Naquela tarde, foi assim que cheguei a casa: as roupas que nos protegiam pela manhã voltavam abraçadas à cintura, algumas dentro da pasta, junto aos cadernos e anotações da faculdade.
- Não vais à aula? - perguntou meu pai, cotovelos sobre o balcão, a folhar o jornal, cuidando o pequeno armazém que possuíamos.
- Não. Fico contigo. - respondi.
- Então me serve um café.
Meu pai, aposentado, alternava os dias entre a casa e o pequeno sítio que tínhamos no interior do estado. Meu pai, por toda a nossa existência, trabalhava assim: alguns dias em casa e outros fora, desde os tempos da “rádio-patrulha” até se aposentar como inspetor de polícia. Assim nos acostumamos. E sua presença era sempre sentida, mesmo quando não estava em casa. Quando voltava, nossos corações ficavam em festa, ouvindo suas estórias, contando nossas novidades. Minha mãe aproveitava a sua chegada para dar uma volta ao Centro de Porto Alegre, comprar alguma coisa pra casa, ver as novidades. Minha irmã também na faculdade chegava mais tarde.

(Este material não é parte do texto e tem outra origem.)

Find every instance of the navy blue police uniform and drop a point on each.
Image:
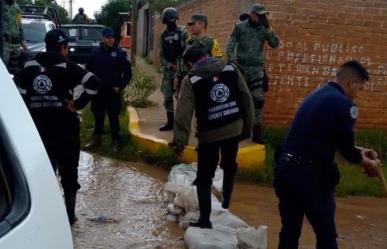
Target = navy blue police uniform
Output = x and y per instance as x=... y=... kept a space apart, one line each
x=305 y=172
x=49 y=83
x=112 y=67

Servi o seu café. Duas colheres de açúcar, uma pitada de carinho. Abraçados, contei a ele as novidades do curso. Que tinha provas em seguida, enfim, futilidades que se troca com quem amamos. Dei-lhe um beijo e fui estudar na sala, controlando os sons da casa, como um cão, atento aos sinais. Era sempre assim. Quando ficávamos em casa estávamos alerta para quem precisasse de nós. Fosse o pai, que se incomodava com o movimento no bar, fosse nossa mãe, mais acostumada com o corre-corre, mas também necessitada, às vezes, de auxílio.
De repente um reboliço.
Meu pai entra gritando:
- Duda, a arma!
Pegou o revólver que guardava na cômoda junto à cama e voltou correndo. Na porta que separava nossa casa do armazém deu um tiro, espantando os bandidos que tentavam assaltar-nos.
Atira e cai.
Só então percebo que está ferido. Os vizinhos, ao ouvirem os tiros, correm pra ajudar, colocando-o em nosso carro. Partimos para o hospital tentando manter acessa aquela chama de vida que lhe restava. Não houve o que fazer. Dali em diante, como num pesadelo, tudo pareceu perder o sentido. Voltei pra casa tomada pelos vizinhos zelosos e parentes que moravam perto.
E só penso em acordar.
Acordar deste sonho ruim.
Mas não havia como.
Era 19 de maio de 1988.
Aos 19 anos, numa tarde de outono, perdi meu pai. Meu querido pai. E não há um dia que sua presença não seja sentida, e sua saudade não seja doída.
Naquela tarde morria em mim uma parte que eu jamais soube explicar o que era. Meu pai era o esteio, o porto seguro, o aconchego. Um homem cheio de vida, amigo dos mais próximos, exemplo para a família. Que sentia prazer no que fazia. Com este homem jamais, em 19 anos, tive uma briga. Se não concordávamos em alguma coisa, dávamos de braços, respeitando a cumplicidade maior que pai e filho poderiam ter. Nunca ouvi de seus lábios “eu te amo”, mas jamais precisei também de ouvir, pois não tinha dúvidas de seu amor por nós.
E nós o amávamos. Todos nós. Amávamos aquele homem que adorava a vida simples e campesina, talvez buscando encontrar, dentro de si, o menino que um dia teve que crescer à força e sair de casa, procurando emprego e futuro na cidade grande. E na Grande Porto Alegre, criou seus filhos: eu e minha irmã. E teve a felicidade de vê-los conquistar aquilo que tinha como mais valioso: Educação! Foi esse o seu maior tesouro, a fortuna que nos deixou. Ele e minha mãe nos ensinaram a ter, acima de tudo, liberdade. Num ambiente onde a construção do caráter nunca acaba a mente tem obrigação de evoluir, de se formar, de voar.
Formamos nossas famílias, criamos nossos filhos, mas a mente não pára. Tem algo a dizer, tem uma obra a completar. A obra de um menino, nascido em Itapuã, no interior de Viamão, no interior do Rio Grande do Sul, um dia, sem querer, começou. E não pôde terminar.
Esta crônica foi apresentada na Rádio Antena 1 da RTP – Rádio e Televisão de Portugal – e selecionada para fazer parte de uma coletânea que será lançada ainda este ano em Portugal.
Coluna publicada em 11 de agosto de 2007.